Canary Wharf Business District
Light shines off skycrapers including No. 1 Canada Square, center, and Barclays Plc's headquarters, center right, at the Canary Wharf business and shopping district in London. Photographer: Matthew Lloyd/Bloomberg

Global investment banks could face almost $100 billion in civil settlements from investigations into interest-rate and foreign-exchange manipulations, analysts at Stifel Financial Corp.’s KBW unit said.

Probes of the London interbank offered rate, or Libor, could cost $46 billion and currency trading inquiries could trigger another $26 billion, analysts led by Andrew Stimpson said today in a note. That’s in addition to settling claims over faulty mortgages with the Federal Housing Finance Agency, which could be $24 billion, the analysts wrote.

While mounting litigation costs at firms including Deutsche Bank AG and Barclays Plc may not require capital raises, financial firms might delay boosting dividends or buying back stock, especially in the U.S., the analysts wrote. Lenders have spent $44 billion on legal matters since last year’s first quarter, the analysts said.
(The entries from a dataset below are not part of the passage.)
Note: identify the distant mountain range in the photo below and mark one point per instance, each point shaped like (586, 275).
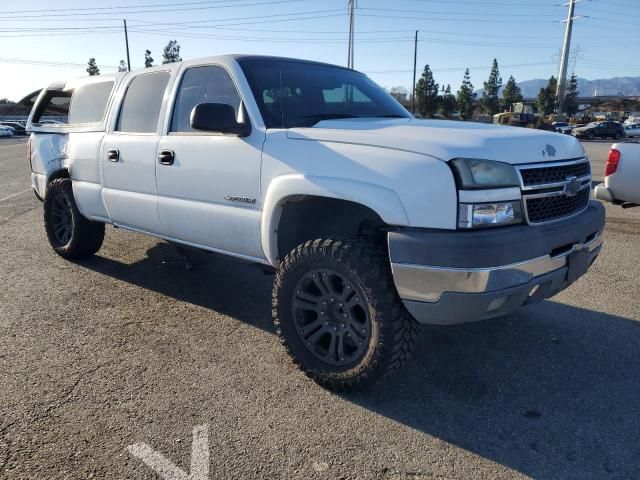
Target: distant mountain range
(627, 86)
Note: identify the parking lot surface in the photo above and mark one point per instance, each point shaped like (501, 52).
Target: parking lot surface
(105, 359)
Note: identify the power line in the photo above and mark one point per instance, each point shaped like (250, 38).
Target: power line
(119, 7)
(165, 9)
(493, 15)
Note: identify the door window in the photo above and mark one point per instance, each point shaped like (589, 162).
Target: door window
(210, 84)
(142, 103)
(89, 103)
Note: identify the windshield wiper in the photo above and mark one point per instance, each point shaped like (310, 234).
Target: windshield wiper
(311, 120)
(393, 115)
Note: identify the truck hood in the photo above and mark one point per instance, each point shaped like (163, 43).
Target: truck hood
(445, 140)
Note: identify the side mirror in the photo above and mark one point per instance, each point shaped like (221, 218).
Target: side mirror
(218, 117)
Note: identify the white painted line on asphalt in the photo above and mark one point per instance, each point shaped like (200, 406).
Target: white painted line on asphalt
(169, 471)
(14, 195)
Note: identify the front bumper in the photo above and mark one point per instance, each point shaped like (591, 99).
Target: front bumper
(457, 277)
(601, 192)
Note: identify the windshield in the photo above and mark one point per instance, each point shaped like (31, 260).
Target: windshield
(293, 93)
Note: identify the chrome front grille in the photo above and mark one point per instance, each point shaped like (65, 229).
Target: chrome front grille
(553, 191)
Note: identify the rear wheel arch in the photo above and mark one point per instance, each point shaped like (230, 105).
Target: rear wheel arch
(56, 174)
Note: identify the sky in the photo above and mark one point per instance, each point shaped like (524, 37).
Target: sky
(40, 43)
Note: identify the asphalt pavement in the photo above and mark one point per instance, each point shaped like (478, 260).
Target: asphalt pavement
(127, 364)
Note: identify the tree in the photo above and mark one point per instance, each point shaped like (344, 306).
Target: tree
(427, 93)
(148, 59)
(466, 96)
(92, 67)
(171, 52)
(547, 101)
(490, 99)
(447, 103)
(511, 93)
(571, 98)
(399, 93)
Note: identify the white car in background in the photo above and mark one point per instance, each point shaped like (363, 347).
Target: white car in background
(6, 131)
(622, 175)
(632, 130)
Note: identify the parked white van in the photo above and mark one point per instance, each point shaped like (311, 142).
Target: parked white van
(373, 221)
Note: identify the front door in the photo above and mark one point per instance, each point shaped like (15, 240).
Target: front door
(209, 183)
(128, 155)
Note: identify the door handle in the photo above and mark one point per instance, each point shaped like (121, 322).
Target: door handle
(113, 155)
(166, 157)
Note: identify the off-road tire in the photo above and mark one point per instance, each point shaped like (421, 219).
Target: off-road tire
(84, 236)
(393, 331)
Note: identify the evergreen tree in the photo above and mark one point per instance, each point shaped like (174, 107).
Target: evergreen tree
(466, 96)
(571, 98)
(447, 103)
(171, 52)
(547, 100)
(511, 93)
(427, 94)
(399, 93)
(92, 67)
(148, 59)
(490, 99)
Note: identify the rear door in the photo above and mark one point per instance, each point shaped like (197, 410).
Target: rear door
(128, 154)
(209, 189)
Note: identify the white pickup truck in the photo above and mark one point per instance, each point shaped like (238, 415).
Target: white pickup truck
(373, 221)
(622, 175)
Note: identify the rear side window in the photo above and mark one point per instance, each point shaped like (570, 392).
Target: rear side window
(209, 84)
(53, 108)
(142, 103)
(89, 103)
“Litigation costs are here to stay and are part of the fabric of investment banking costs,” the analysts wrote in the note, adding that the total could be driven even higher by other claims tied to the U.S. mortgage market and Bernard Madoff’s Ponzi scheme. “Banks have so far been keen to reach a settlement with regulators or governments quickly, but the more numerous civil cases are potentially more financially damaging,” they wrote.

U.S. Bills

As of midyear, the six biggest U.S. banks had already piled up $103 billion in legal costs since the financial crisis, according to data compiled by Bloomberg.
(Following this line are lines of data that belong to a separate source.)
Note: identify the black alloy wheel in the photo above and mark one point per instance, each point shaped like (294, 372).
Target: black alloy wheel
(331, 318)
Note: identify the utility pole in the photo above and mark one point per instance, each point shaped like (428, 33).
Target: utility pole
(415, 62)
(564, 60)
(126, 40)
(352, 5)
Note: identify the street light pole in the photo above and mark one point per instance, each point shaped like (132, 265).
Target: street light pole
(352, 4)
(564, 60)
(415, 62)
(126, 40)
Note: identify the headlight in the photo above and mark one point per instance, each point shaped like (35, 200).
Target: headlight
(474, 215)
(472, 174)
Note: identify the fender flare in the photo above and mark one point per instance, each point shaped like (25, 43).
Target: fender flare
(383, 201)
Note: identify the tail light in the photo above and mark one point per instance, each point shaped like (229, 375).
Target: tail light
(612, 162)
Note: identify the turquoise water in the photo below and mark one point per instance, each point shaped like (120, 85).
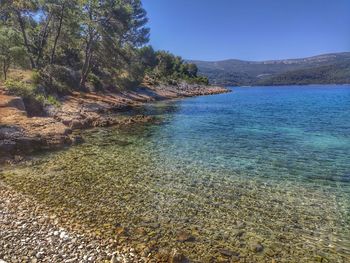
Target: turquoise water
(265, 167)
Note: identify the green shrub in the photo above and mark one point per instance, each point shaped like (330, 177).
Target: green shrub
(30, 93)
(19, 88)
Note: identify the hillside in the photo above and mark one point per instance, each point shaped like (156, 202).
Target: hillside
(328, 68)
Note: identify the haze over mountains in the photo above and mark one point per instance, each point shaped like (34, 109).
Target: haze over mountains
(322, 69)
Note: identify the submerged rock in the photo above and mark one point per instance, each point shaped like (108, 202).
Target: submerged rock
(185, 237)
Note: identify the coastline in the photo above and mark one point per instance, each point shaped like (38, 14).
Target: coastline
(23, 131)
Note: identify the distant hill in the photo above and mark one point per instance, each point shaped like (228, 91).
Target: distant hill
(322, 69)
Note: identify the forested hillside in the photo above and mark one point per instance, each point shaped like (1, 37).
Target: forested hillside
(50, 47)
(328, 68)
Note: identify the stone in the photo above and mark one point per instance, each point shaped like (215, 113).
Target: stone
(176, 257)
(185, 237)
(257, 247)
(228, 253)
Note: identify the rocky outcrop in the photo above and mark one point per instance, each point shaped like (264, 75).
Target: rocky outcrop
(21, 133)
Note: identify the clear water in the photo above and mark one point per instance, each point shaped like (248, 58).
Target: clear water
(261, 165)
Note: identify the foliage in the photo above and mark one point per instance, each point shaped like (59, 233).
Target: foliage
(85, 44)
(29, 92)
(11, 50)
(164, 67)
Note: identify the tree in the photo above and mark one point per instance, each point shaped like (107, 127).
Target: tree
(10, 49)
(19, 12)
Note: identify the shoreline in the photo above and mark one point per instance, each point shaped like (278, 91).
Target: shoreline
(22, 132)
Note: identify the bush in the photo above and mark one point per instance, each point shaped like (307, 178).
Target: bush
(29, 93)
(18, 88)
(58, 79)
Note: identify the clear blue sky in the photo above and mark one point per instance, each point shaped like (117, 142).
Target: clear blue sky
(249, 29)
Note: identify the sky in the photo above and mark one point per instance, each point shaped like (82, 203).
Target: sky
(249, 29)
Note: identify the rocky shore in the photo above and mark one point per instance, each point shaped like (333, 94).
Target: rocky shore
(29, 235)
(22, 132)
Traders at some banks may have pooled information about their positions and used client orders to move benchmarks in the $5.3 trillion-a-day currency market, Bloomberg News reported in June. Regulators are also investigating whether financial firms colluded to rig Libor, which banks use to gauge rates on loans to each other and as a baseline to determine what they’ll charge other borrowers.

The analysts said they favor Paris-based Societe Generale SA, and JPMorgan Chase & Co., the New York-based lender beset by criminal and civil probes. “The balance sheet is more than strong enough to take it,” they wrote.